Use Automatic Language Detection as a Separate Step From Transcription

In this guide, we’ll show you how to perform automatic language detection separately from the transcription process. For the transcription, the file then gets then routed to either our Best or Nano model class, depending on the supported language.

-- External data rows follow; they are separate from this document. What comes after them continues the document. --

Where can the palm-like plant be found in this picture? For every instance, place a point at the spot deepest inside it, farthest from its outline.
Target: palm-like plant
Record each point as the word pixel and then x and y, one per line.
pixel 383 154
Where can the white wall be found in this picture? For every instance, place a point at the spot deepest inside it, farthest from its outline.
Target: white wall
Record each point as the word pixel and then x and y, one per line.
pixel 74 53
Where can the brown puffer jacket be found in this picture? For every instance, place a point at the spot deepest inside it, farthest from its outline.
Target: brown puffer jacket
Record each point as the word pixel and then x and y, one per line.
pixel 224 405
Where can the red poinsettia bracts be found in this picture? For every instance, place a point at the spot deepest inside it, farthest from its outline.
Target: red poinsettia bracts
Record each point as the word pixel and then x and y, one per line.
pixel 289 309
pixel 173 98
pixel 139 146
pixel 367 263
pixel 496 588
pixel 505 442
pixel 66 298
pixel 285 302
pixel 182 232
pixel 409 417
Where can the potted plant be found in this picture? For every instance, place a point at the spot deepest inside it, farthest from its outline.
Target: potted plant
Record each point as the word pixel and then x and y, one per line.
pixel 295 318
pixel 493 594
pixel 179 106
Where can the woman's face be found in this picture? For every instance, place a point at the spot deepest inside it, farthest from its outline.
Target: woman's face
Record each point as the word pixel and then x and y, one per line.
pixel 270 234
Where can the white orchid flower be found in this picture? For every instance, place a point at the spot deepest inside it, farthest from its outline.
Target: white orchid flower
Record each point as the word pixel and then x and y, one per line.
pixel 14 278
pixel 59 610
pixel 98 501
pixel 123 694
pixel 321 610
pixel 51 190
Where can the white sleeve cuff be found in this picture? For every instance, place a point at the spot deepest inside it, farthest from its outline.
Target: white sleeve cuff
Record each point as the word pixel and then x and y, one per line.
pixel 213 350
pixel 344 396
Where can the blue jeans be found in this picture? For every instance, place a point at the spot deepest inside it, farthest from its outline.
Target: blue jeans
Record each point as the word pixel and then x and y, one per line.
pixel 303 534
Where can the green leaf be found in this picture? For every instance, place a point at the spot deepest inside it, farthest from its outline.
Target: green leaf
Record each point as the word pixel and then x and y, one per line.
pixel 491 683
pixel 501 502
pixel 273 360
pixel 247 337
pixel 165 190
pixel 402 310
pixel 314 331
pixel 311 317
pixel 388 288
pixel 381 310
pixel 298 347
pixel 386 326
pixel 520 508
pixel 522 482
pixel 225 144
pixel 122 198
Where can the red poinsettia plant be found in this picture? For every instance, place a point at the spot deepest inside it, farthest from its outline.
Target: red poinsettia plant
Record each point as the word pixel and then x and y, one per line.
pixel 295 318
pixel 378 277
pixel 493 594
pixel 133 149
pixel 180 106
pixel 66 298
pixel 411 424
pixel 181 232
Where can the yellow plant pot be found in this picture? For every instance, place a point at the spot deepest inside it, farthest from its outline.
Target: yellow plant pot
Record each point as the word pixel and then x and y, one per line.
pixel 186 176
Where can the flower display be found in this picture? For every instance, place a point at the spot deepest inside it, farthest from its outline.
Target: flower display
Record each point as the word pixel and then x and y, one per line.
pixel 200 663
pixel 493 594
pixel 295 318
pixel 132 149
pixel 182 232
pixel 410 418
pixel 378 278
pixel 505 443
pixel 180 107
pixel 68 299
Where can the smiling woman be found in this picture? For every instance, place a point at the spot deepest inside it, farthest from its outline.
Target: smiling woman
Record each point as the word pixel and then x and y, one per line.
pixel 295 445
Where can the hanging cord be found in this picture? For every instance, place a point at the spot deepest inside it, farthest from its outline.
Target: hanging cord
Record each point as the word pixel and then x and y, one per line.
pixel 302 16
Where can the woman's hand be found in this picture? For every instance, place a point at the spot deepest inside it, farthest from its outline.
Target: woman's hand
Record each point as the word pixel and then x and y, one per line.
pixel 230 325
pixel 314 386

This workflow is designed to be cost-effective, slicing the first 60 seconds of audio and running it through Nano ALD, which detects 99 languages, at a cost of $0.002 per transcript for this language detection workflow (not including the total transcription cost).

Get started

Before we begin, make sure you have an AssemblyAI account and an API key. You can sign up for a free account and get your API key from your dashboard.

Step-by-step instructions

Install the SDK:

$pip install assemblyai

Import the assemblyai package and set your API key:

1import assemblyai as aai
2aai.settings.api_key = "YOUR_API_KEY"

Create a set with all supported languages for Best. You can find them in our documentation here.

1supported_languages_for_best = {
2 "en",
3 "en_au",
4 "en_uk",
5 "en_us",
6 "es",
7 "fr",
8 "de",
9 "it",
10 "pt",
11 "nl",
12 "hi",
13 "ja",
14 "zh",
15 "fi",
16 "ko",
17 "pl",
18 "ru",
19 "tr",
20 "uk",
21 "vi",
22}

Define a Transcriber. Note that here we don’t pass in a global TranscriptionConfig, but later apply different ones during the transcribe() call.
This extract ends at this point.